SHADDOCK v. MEDOFF.
This is an appeal by appellant from a judgment of nonsuit entered against her in an action for alienation of affections. The judgment of nonsuit entered on the court's own motion was granted on the ground that the evidence adduced by appellant impelled the conclusion that her action was barred by the statute of limitations; appellant having failed to file the same for more than one year after the accrual of her cause of action. It appears to be the rule in this state that the one-year period of limitation applies to actions for alienation of affections. Code Civ. Proc. § 340, subd. 3; Harp v. Ferrell, 115 Cal.App. 160, 300 P. 978; Davis v. Conant, (Cal.App.) 51 P.(2d) 151; Mohn v. Tingley, 191 Cal. 470, 471, 217 P. 733. We are convinced that a different conclusion from that made by the trial court cannot be drawn from the evidence. The uncontroverted evidence shows that appellant knew and believed that her husband's affections had been stolen from her in June of 1932, and that a separation actually occurred between appellant and her husband in August, 1932. The instant action was filed January 25, 1934. The following excerpt from the testimony indicates the reason for the delay in bringing of the action:
“The Court: You knew it in 1932? A: Yes, right along I knew.
“The Court: If you wanted to sue this defendant for damages for alienating your husband's affections why did you wait until the 25th of January, 1934, to commence your action? A: Well, I thought he would come back home.”

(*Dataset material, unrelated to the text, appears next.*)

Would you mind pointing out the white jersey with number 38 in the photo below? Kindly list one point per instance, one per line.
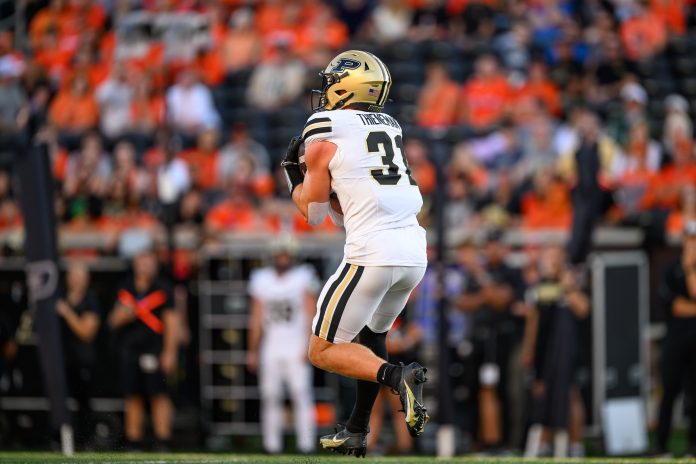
(282, 296)
(370, 175)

Appellant also testified that her husband “took his things and got out of (the) house” in August, 1932, and did not establish a home for her after that date. The record also discloses that on February 3, 1933, appellant herein as plaintiff filed an action for divorce and alleged in her complaint for divorce that the date of separation was August 3, 1932. The evidence also shows that appellant's husband, commencing with August 3, 1932, remained away from the house, first once a week, then twice a week, and finally three or four nights a week. However, appellant insisted in some of her testimony that she and her husband actually lived together as husband and wife until December 25, 1932. This is partially borne out by a letter written to appellant by her husband in October of 1932, at a time when the appellant's husband was out of the city, in which letter he said in part as follows: “With love to you and the folks and wishing you and the folks a very happy and prosperous New Year, I remain, your hubby Joe.”
Accepting all of appellant's statements as the truth and for their full value, there is still no evidence of any kind indicating that the parties lived together intermittently or otherwise as husband and wife, or in any other manner, after December 25, 1932. The foregoing résumé of facts justifies but one reasonable conclusion, and that is that the parties did separate and the cause of action accrued prior to the 25th day of January, 1933. Since the action was not filed until January 25, 1934, it is clear that the statute of limitation had already run.
The judgment is affirmed.
ROTH, Justice pro tem.
We concur: YORK, Acting P. J.; DORAN, J.